I got some objects which variables rely on different functions. To put it in different words: There are multiple types of functions on which the variables in the object rely, but there should be multiple objects with same of these functions. For more clearance I tried to give an example (which does not work).

#include <iostream>

class A
{
  double size;

  A( double (*f)() )
  {
    size = (*f)();
  };
};

double fun1()
{
  return 42.0;
}


int main()
{
  A a = A( &fun1() );

  std::cout << a.size << std::endl;
}

This is of course a minimal example. The variable size depends on a certain function which should be passed as an argument to the class. Imagine fun1 and fun2 as different kinds of random number generators.

I think that the ideomatic way in C++ would be a class which holds the variable and the classes inherited from it are modified by that function that differs the objects (please correct me if I'm wrong with this assumption). But my question is:

Is there any possibility to implement some kind of higher-order constructor? If so, an example would be nice.

ps: If I used some technical terms wrong, I'd be glad to be corrected.

Answer 1

Change to:

A( double (*f)() )
{
    size = f();
};

And:

A a = A( fun1 );

When you were passing &fun1() that was trying to call the function and then take the address of its result. What you actually wanted was the function pointer itself which is stored in fun1 .

Answer 2

This example is meaningless, because you don't save the function pointer for later use. You can rewrite this simply to just

class A
{
    double size;

    A(double sz) {
        size = sz;
    };
};

double fun1()
{
    return 42.0;
}


int main()
{
    A a = A(fun1());
    std::cout << a.size << std::endl;
}

Answer 3

I suggest writing a template instead so you can pass in any function pointer or function object. This allows the compiler to more easily do optimisations like inlining in many cases, and is more flexible. You should also not use parentheses when acquiring a function pointer.

#include <iostream>

class A {
public:
    template<typename F>
    explicit A(F&& f) : size(f()) {

    };

    double size;
};

double fun1() {
    return 42.0;
}

int main() {
    A a(&fun1);
    std::cout << a.size << std::endl;
}

Answer 4

Looks like you need only the function itself to be passed. You've almost got it. Here is the correct syntax:

typedef double (*functype)();

void foo(functype f) {
    cout << f();
}

double bar() {
    return 2.39;
)

foo(bar); // don't call bar here, just pass it as address.
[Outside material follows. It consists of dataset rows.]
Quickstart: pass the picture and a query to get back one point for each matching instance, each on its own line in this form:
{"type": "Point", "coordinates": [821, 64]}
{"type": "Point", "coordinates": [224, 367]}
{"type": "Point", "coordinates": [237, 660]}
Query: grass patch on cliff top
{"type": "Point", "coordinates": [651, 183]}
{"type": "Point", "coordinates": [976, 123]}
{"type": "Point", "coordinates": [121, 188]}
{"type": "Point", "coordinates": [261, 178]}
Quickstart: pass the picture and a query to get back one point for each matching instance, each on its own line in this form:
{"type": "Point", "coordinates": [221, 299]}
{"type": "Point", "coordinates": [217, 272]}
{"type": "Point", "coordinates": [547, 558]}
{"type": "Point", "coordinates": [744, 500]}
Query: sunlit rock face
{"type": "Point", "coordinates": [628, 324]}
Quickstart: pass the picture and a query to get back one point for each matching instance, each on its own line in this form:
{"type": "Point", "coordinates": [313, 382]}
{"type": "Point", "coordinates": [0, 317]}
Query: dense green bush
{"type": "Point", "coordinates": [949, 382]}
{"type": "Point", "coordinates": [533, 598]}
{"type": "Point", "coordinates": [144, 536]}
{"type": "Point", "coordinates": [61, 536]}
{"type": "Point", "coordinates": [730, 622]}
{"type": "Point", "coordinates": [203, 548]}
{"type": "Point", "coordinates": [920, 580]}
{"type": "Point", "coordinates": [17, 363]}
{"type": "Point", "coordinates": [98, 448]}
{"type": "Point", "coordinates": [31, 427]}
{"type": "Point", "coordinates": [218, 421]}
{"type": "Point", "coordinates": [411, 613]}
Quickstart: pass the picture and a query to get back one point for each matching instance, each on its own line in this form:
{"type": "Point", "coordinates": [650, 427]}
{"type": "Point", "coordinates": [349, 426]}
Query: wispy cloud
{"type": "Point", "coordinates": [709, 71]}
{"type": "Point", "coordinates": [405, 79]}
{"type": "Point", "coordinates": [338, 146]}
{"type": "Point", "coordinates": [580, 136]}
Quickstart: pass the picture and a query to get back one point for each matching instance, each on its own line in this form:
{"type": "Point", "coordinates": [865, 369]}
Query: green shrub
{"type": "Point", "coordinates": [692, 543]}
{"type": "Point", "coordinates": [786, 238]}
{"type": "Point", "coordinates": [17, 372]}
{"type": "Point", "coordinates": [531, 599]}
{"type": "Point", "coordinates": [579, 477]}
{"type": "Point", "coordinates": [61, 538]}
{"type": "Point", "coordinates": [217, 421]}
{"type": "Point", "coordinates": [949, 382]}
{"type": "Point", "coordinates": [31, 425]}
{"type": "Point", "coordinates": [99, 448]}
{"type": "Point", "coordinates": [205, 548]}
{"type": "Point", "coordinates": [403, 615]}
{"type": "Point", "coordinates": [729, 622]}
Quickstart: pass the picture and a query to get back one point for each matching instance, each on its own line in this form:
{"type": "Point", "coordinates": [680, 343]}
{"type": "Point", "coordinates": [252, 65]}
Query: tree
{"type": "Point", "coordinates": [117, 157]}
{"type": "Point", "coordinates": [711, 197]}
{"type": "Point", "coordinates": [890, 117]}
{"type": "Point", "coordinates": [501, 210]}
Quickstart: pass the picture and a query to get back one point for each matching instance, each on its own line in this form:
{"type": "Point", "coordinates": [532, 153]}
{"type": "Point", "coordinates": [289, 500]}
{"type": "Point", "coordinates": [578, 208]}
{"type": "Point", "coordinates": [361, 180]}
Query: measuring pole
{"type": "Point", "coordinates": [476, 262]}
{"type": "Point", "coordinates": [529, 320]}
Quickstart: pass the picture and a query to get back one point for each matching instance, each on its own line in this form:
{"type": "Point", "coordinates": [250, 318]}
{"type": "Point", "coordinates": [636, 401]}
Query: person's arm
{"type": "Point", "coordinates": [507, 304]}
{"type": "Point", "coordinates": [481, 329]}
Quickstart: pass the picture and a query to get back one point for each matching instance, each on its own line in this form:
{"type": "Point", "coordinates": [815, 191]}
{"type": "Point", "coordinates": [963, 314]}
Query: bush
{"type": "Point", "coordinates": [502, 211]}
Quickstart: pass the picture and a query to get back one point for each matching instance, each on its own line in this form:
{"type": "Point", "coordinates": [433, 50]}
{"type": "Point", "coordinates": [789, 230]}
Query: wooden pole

You can also declare foo as follows:

void foo(double (*f)());

Functions are not first-class objects in C++, so the only way to create a closure with some variables (for example, if you want to carry the function or call a non-static member function) is functors (objects with overloaded operator() ). There are several ways of getting such object:

1. Define it by yourself, store all necessary variables in fields and pass it as function's argument.
2. Use C++11's lambda functions and std::function
3. Use boost::function and boost::bind.